After Removing Sloth And Mediocrity Now DRDO produces a glitch free ARJUN...

After Removing Sloth And Mediocrity Now DRDO produces a glitch free ARJUN MK 1A tank


After Removing Sloth And Mediocrity Now DRDO produces a glitch free ARJUN MK 1A tank

The DRDO had the “ Chalta Hai “ attitude and the clue less or the crafty Ministry of Defence just wanted to foist on the Army whatever scrap the Avadi tank makers produced. The politicians could not care any less. However the Army resisted and just refused to take over the low quality, over weight tanks being thrust on it, in the name of indiginization. After all they were responsible not only for the defence of India but also their life would be at stake.

 The charioteers, the army men who were to ride Arjun, had solid doubts about the tank and they even put it in writing. The MoD roped in every PM since Narasimha Rao to ask the Army to accept the low quality ARJUN. As part of political gimmick, Rao rode it in 1996 and ‘dedicated’ it to the nation.

Feeling frustrated under combined pressure, the Army ordered 120 ARJUN MK1 tanks to equip two Armoured Regiments. Atal Bihari Vajpayee got it displayed in the R-Day parade. Manmohan Singh’s defence ministers Pranab Mukherjee and AK Antony tried to talk the generals into buying Arjuns in squadrons; Pranab even ‘handed over’ one to Gen. NC Vij in 2004. However the performance of ARJUN in the heat of Jaisalmer was just not good enough to place orders for more. Army knew from past experience that once orders were placed for more, then the “ Chalta Hai “ attitude would prevail at every level and Army will be saddled with a third rate tank to face the next “ Battle of Longewala “. So it just dug in its heal for a long war of slander.

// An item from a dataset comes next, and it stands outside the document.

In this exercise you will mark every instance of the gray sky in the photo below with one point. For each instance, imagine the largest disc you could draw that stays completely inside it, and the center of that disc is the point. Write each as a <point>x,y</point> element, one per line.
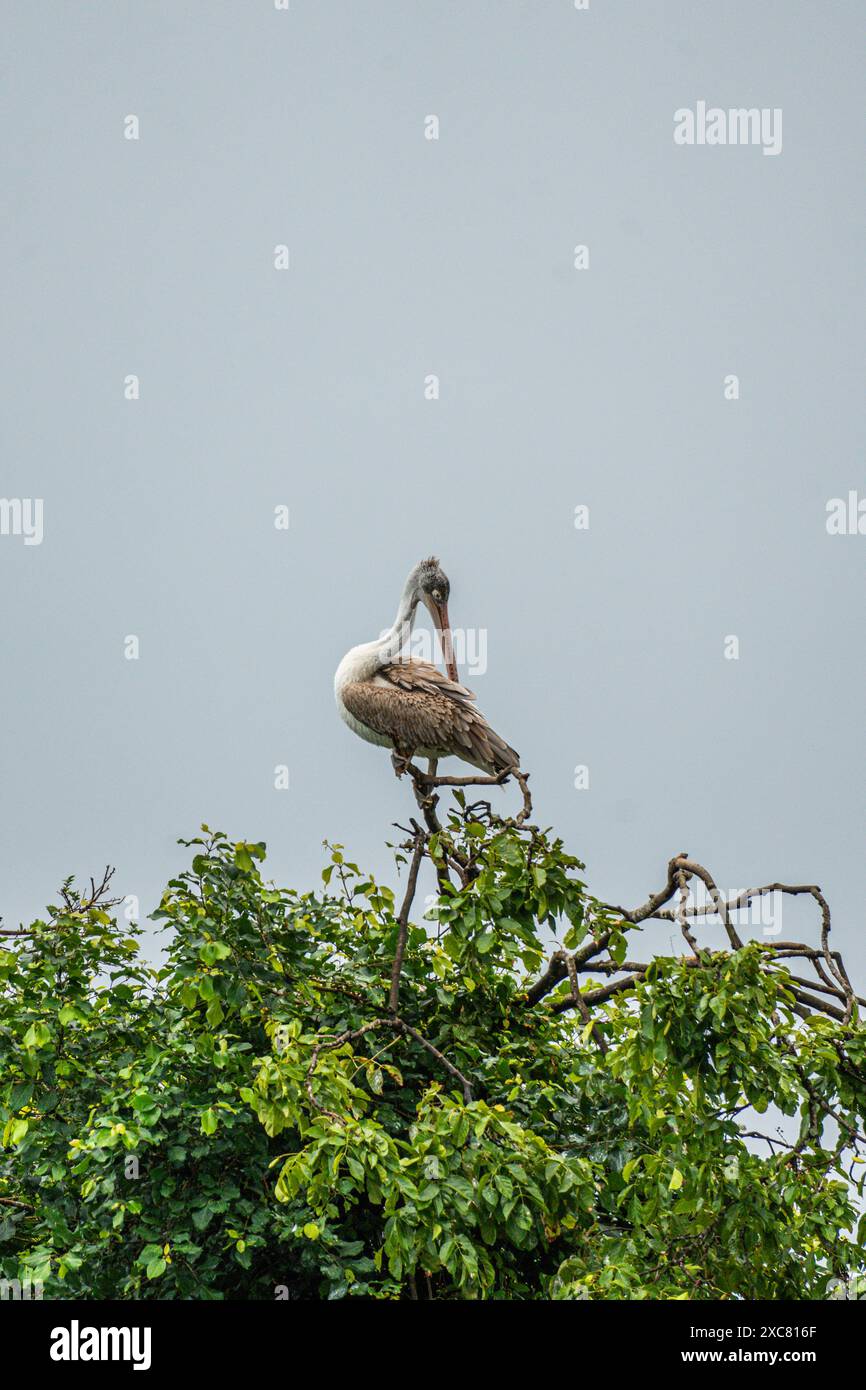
<point>602,387</point>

On every one of those occasions where Prime Minister or the Raksha Mantri publicly rode the ARJUN ( as if this would make it fit for Combat ), the MoD and the DRDO publicly praised the tank, talked of the virtues of indigenisation, spelt out the need for self-reliance, and got themselves photographed with the tank. However the Army returned the machines every time to the workshops, citing inaccuracy of the gun, overheating in the desert, erratic fire control system, poor suspension, unreliable gunner’s sight and Scores of other minor but important glitches. After all one single glitch in the heat of battle would be enough to get the entire crew killed. Loss of One tank during the crucial phase of battle could invite even complete disastour.

So the MoD had no choice but to order the the scientists to go back to the drawing boards and rectify the flaws. Meanwhile their lethargy would result in import orders for hundreds for T-72s and T-90s.In spite of years spent in making Vijayants and T72s the Heavy Vehicle factory still wallowed in shoddiness.

Apart from the numerous major and minor imperfections,the tanks were also just too heavy for rail rakes and border bridges to take them. And, while the scientists were taking too long in the labs, newer technologies were coming into the market making Arjun obsolete.

However since 2014 things started changing. The Atmanirbhar clarion call given by the PM began to be enforced. So when Prime Minister rode an Arjun at Longewala in November, he had ensured that the DRDO had done its work. Last Sunday, he handed over an Arjun MK-1A to Army chief Gen. MM Naravane, dedicating “to the country one more warrior to protect our frontiers.”

To the credit of the Scientists, the DRDO nerds who were building a complex battle tank in a country that had not built even its first motor car, had claimed it was the world’s best tank. If it was not, they could work further on it to make it the best. They have now kept their word. The ARJUN MK1A has all the glitches removed and so even with its heavier weight, it can do the job Very well in the Desert Sector. Army has already placed orders to equip two more Regiments. More should follow once the ARJUN MK2 version with latest systems and reduced weight enters the scene.

Once the “ frustrated” Arjun’s creator, DRDO chief M Natarajan, had broken into tears in a MoD meeting where “ snooty” generals who were responsible for the life of their men under command, rubbished the tank. Another time the scientists, even alleged sabotage by vested import interests, threatened to insert black box-like bugs in the tank to monitor mischief during user trials.

Anyway, all has ended well and hopefully a smiling Natrajan prevails upon his team to produce an excellent ARJUN MK2.Our bravehearts, too, will have their finest hour—when they know that our own wise Scientists too care for their lives.